Supreme Court Has Chance to Right Wrong Against Homosexuals
Salt Lake Tribune,
January 11, 2003
P.O. Box 867, Salt Lake City, UT 84110
Fax: 801-257-8950
Email: letters@sltrib.com
http://www.sltrib.com/2003/jan/01112003/commenta/commenta.asp
By Anna Quindlen, Universal Press Syndicate
Wedding announcements track American social history. Once they were the
purview of the well-to-do, and the stereotypical division of roles was in the
published details: the groom’s work, the bride’s gown. Point d’esprit,
sweetheart neckline, Alencon lace: How quaint it all seems.
In the blink of an eye, historically speaking, the dress disappeared and in
its place was a working woman, sometimes one who was keeping her own name. The
idealized gave way to the real. A previous marriage had ended in divorce. The
ring bearer was the 5-year-old son of the bride and groom. And couples of all
classes, religions and races eventually smiled out from the pages of the daily
papers.
So it said something about how the world works today when newspapers began
to run announcements of the commitment ceremonies of gay men and lesbians.
Although about 10 percent of America’s dailies now do so, The New York Times
got the most mileage from the decision because of its position as the industry
gold standard. From the beginning it was just as the opponents feared: The
same-sex announcements read so much like the ones that surrounded them that
they came close to simply blending in, the union of one well-educated
documentary producer and psychotherapist reading much like another.
That the Times as recently as 50 years ago referred to gay men as
"deviants" in its pages and today is willing to report the joyous
union of Daniel Gross and Steven Goldstein is a reflection of the ways of the
world. Newspapers are essentially conservative in their internal decisions;
they do not make social policy, only reflect it once it moves convincingly
from the fringe into the mainstream.
The U.S. Supreme Court is not in the business of making social policy
either. Nor is its job to reflect it, only to interpret the law intelligently
without regard for popularity or prejudice. It conspicuously failed in this
mission in 1986 when the justices were asked to rule on the constitutionality
of state sodomy laws. From almost any legal promontory, their decision ought
to have been clear. Hark back to Griswold v. Connecticut and the right to
privacy in intimate affairs; use an equal-protection argument, given that law
enforcement has traditionally granted heteros a free pass on conduct that is
prosecuted among gay men and lesbians. But strike those statutes down.
Instead the court went the other way. As egregious as the decision was the
lack of real jurisprudence in the pamphleteering of the majority opinion,
which sounded as if it had been written by Cotton Mather during a particularly
dirty-minded phase of adolescence. Years later, Justice Lewis Powell, who
tipped the 5-4 balance, said he was sorry he had voted as he had.

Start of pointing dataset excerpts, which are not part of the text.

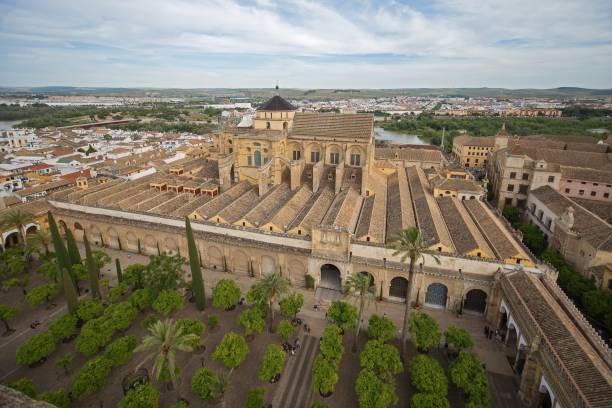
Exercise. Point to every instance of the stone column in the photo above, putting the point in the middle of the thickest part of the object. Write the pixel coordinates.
(530, 380)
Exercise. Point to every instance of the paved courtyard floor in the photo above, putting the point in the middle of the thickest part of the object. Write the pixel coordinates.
(294, 388)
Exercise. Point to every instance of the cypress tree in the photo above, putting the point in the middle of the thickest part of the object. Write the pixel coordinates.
(92, 269)
(197, 283)
(58, 244)
(73, 250)
(119, 273)
(70, 292)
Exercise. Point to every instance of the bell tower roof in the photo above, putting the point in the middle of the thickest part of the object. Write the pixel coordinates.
(276, 103)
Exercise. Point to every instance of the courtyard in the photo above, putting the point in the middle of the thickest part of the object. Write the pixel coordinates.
(295, 386)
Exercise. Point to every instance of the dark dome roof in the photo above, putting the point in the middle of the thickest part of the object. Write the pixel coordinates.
(276, 103)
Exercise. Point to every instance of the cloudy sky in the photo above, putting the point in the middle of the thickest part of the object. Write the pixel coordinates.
(306, 44)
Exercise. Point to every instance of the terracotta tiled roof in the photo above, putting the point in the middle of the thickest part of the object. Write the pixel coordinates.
(331, 125)
(578, 358)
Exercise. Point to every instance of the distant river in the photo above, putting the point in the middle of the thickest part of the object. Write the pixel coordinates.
(7, 124)
(396, 137)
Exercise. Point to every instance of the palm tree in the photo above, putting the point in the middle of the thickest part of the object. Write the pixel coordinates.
(272, 286)
(17, 219)
(165, 338)
(360, 285)
(38, 241)
(409, 243)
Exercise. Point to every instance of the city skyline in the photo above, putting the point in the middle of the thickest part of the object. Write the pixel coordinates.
(300, 44)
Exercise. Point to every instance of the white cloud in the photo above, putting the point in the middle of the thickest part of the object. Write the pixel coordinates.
(190, 43)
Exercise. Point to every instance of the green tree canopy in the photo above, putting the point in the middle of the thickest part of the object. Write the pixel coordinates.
(252, 321)
(91, 377)
(382, 359)
(381, 328)
(143, 396)
(164, 272)
(208, 385)
(168, 301)
(372, 392)
(427, 375)
(424, 330)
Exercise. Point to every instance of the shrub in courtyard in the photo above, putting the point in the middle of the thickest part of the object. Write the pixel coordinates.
(427, 375)
(382, 359)
(458, 338)
(372, 392)
(143, 396)
(35, 349)
(208, 385)
(226, 294)
(42, 294)
(91, 377)
(255, 398)
(23, 385)
(168, 301)
(272, 363)
(121, 350)
(90, 309)
(64, 327)
(120, 315)
(331, 344)
(381, 328)
(213, 321)
(324, 376)
(343, 314)
(192, 326)
(291, 305)
(142, 298)
(252, 321)
(115, 293)
(94, 335)
(467, 373)
(231, 351)
(164, 272)
(425, 400)
(58, 397)
(286, 329)
(424, 331)
(308, 281)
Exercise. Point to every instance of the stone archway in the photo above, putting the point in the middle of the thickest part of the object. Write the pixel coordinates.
(369, 276)
(437, 294)
(331, 277)
(475, 301)
(399, 288)
(240, 262)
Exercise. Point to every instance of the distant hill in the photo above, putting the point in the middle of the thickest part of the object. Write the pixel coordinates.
(311, 94)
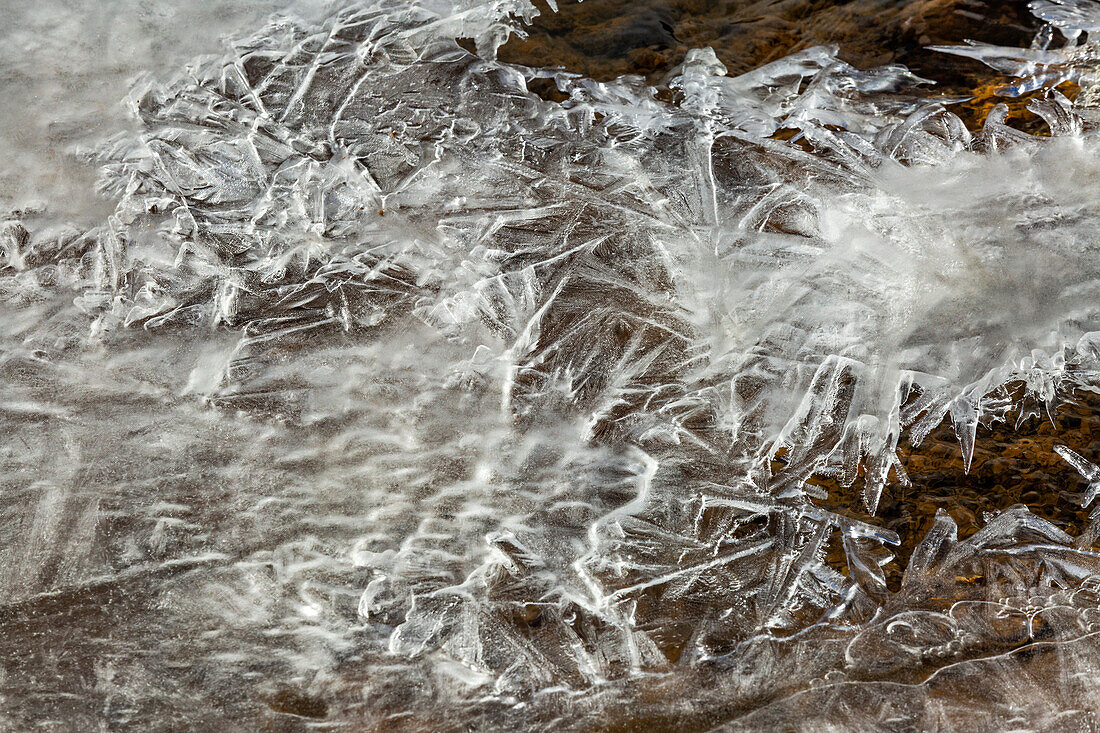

So when the court announced recently that it would hear a Texas case that
considered the same issue, the announcement suggested that the justices, too,
saw the error of the earlier decision and might redress it. Every citizen who
cares about what America is supposed to stand for should be rooting for that
result.
The sodomy laws are part of a dark tradition in this nation; they do not
exist, and have never existed, to serve the public weal. They are meant only
to demonize and marginalize a class of human beings. In this, their closest
corollary is the now-reviled Jim Crow laws, which excluded black Americans
from hotels and restaurants and consigned them to separate schools and
restrooms, not because it served any civic purpose but because it was a way to
signal that black men and women were inferior. The sodomy laws may be the last
laws standing that exist purely for the purpose of codifying and justifying
bigotry.
The story of the Texas case the court is preparing to hear reveals just how
such statutes turn a free country into a police state. Two consenting male
adults were in the midst of a private act of sexual congress in the apartment
of one when the police burst in. The men were arrested, jailed overnight and
fined. The police showed up in the first place because of a tip by a neighbor
of a "weapons disturbance." The neighbor himself was later jailed,
convicted of filing a false report. He could be forgiven for thinking this
result unfair, since in his behavior he seems to have been merely mimicking
the government, monitoring private acts, targeting individuals on the basis of
sexual orientation.
This is simply not supposed to be a country in which the law is a flimsy
cover for punishing the unpopular. Nevertheless, America’s history has been
a history of doing just that, whether to immigrants, religious or racial
groups, and then eventually having to admit remorse and self-disgust. (See
"Trent Lott: The Apology Tour.")
There is an irony in the fact that when newspapers in some states are
printing the announcements of civil unions by gay men and lesbians, they are
also printing the names of sexual desperadoes, breaking the law in the name of
love. To resolve that peculiar dissonance does not require the high court to
bow to culture change but instead to return to its own defining principles of
fairness and freedom, to turn away from the prejudice that, last time out,
substituted prurience for jurisprudence.